History, politics, currency

Managing inevitable change is a challenge that isn’t helped when some of our lawmakers presume to air their well-meaning two cents’ worth. We saw this when the New Generation Currency (NGC) banknotes were issued some years ago.

One nationalistic lawmaker wanted the Bangko Sentral ng Pilipinas (BSP) to explain why a “foreigner” we all know as Douglas MacArthur was on the P50 bill. At the sunset of the Japanese occupation, Sergio Osmeña, president of the Commonwealth government-in-exile, waded in Leyte with MacArthur who made true on his “I-shall-return” promise. In an earlier banknote series, nationalists howled over the Stars and Stripes on the P100 bill until BSP clarified that the vignette depicted July 4, 1946, when the American flag was lowered and the Philippine flag raised to signify that the United States had finally recognized the independence of the Philippines that it stole from us in 1898.

Then there was the issue of the present P100 bill being of a similar hue to the P1,000 bill causing confusion in daily transactions. While the BSP has acted on this by changing the hue of the P100 bill, I couldn’t understand why the public a lawmaker was trying to protect couldn’t make the effort of looking closely at the bills at point of exchange. Even an illiterate or a child can surely distinguish between the three faces of Josefa Llanes Escoda, Vicente Lim, and Jose Abad Santos on the P1,000 bill compared with the lone pasty face of Manuel Roxas on the P100 bill.

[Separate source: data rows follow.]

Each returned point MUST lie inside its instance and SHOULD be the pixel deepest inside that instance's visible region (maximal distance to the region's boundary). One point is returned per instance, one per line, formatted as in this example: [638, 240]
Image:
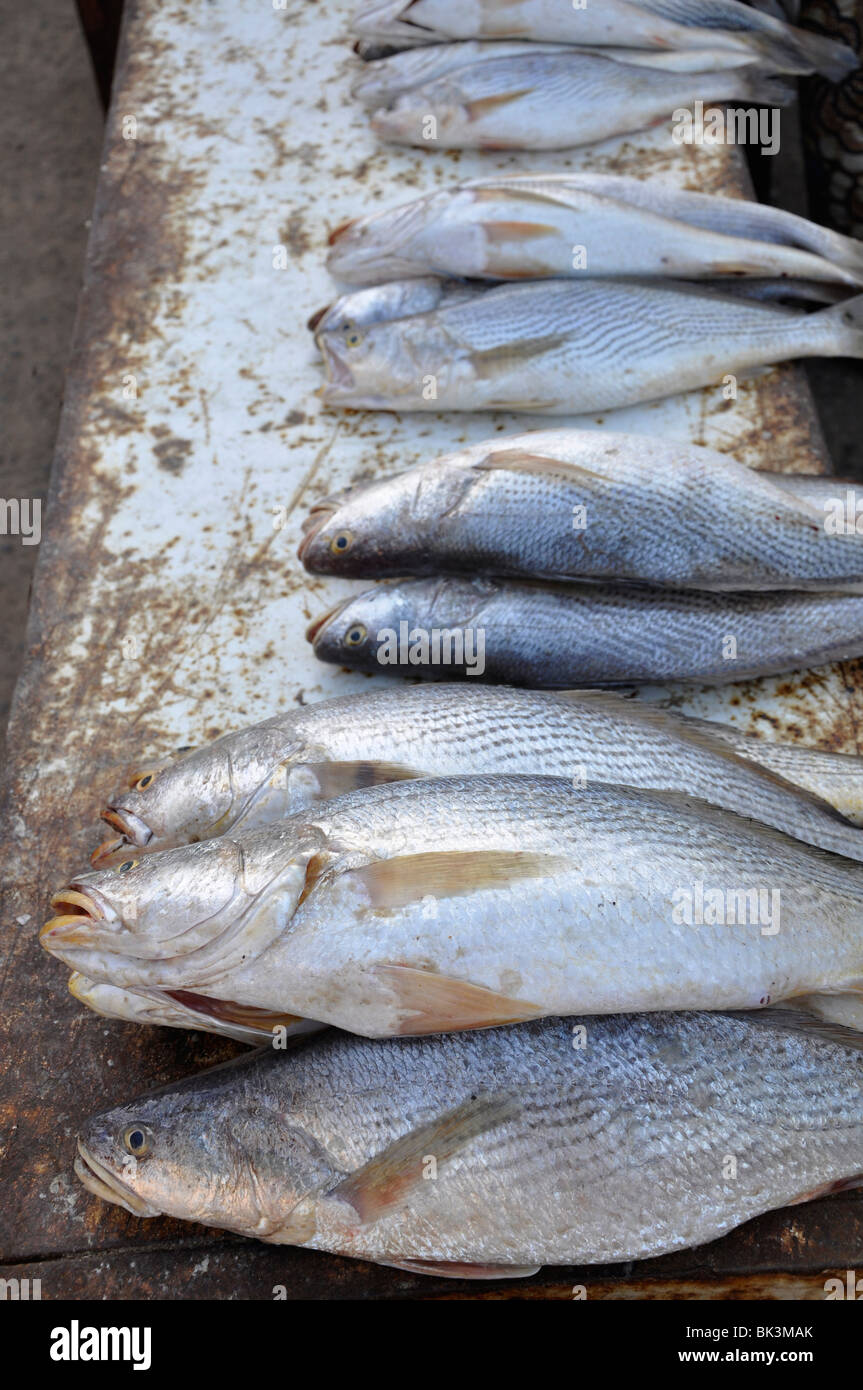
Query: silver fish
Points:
[834, 777]
[544, 100]
[738, 29]
[449, 904]
[585, 503]
[184, 1009]
[562, 635]
[292, 762]
[549, 1144]
[585, 224]
[567, 346]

Last December, the BSP rolled out NGC coins that feature three 19th-century heroes, once familiar fixtures on the previous series of bills until they were demoted, so to speak, into coins. This is a welcome move because with the exception of the three World War II figures on the P1,000 bill and Cory Aquino on the P500 bill, the rest of the faces from the P20 to P500 bills are eminent politicians. BSP has elevated Apolinario Mabini (P10 coin), Andres Bonifacio (P5 coin) and Jose Rizal (P1 coin) above the rest of the national heroes in our history and made a historiographical statement by removing the controversial Emilio Aguinaldo from the P5 coin.

This is not the first time the BSP has made a strong historiographical and political statement in our money. In 2002, the BSP added a new denomination to the existing currency with the P200 bill that featured events in the 2001 Edsa Revolution that swept then Vice President Gloria Macapagal Arroyo to the presidency. Diosdado Macapagal, Arroyo’s father, was chosen as the portrait on the face of the banknote leading critics to ask why he was chosen over other former presidents: Laurel, Quirino, Magsaysay, Garcia, Marcos and Ramos, who were denied similar prominence.

More controversial was the reverse side of the bill that depicted Arroyo taking her oath at the Edsa Shrine. One of the requirements to be considered for inclusion in our currency is that the person should be dead. Maybe someone wanted her dead then, but a precedent was made by Ferdinand Marcos whose profile appeared on the P5 coin. Then there were Fidel Ramos and Joseph Estrada, both very much alive and kicking, when they appeared in the commemorative P2,000 bill that achieved a Guinness World Record as the largest banknote when it was issued in 1998. If you look closely at this bill, even “Da King” Fernando Poe Jr. made a cameo appearance alongside his friend Erap. When the NGC currency was issued in 2010, the P200 bill was redesigned to delete Arroyo and replace her, of all things, with a tarsier!

Our banknotes and coins can be read not just for the history and culture in them, but also as a reflection of the political climate when these were in use. The first of the NGC coins to be released was the P5 coin with the portrait of Andres Bonifacio etched by a laser onto nickel-plated steel. It is a beautiful and sturdy coin that, according to some, will cause confusion again because it is similar to the P1 coin in use, which is scheduled for demonetization when the new one is out. Even a child can tell the difference between the face of Bonifacio on the P5 coin and Rizal on the P1 coin but that is the least of our worries because some people might not agree with the importance the BSP has placed on the three national heroes chosen over the others.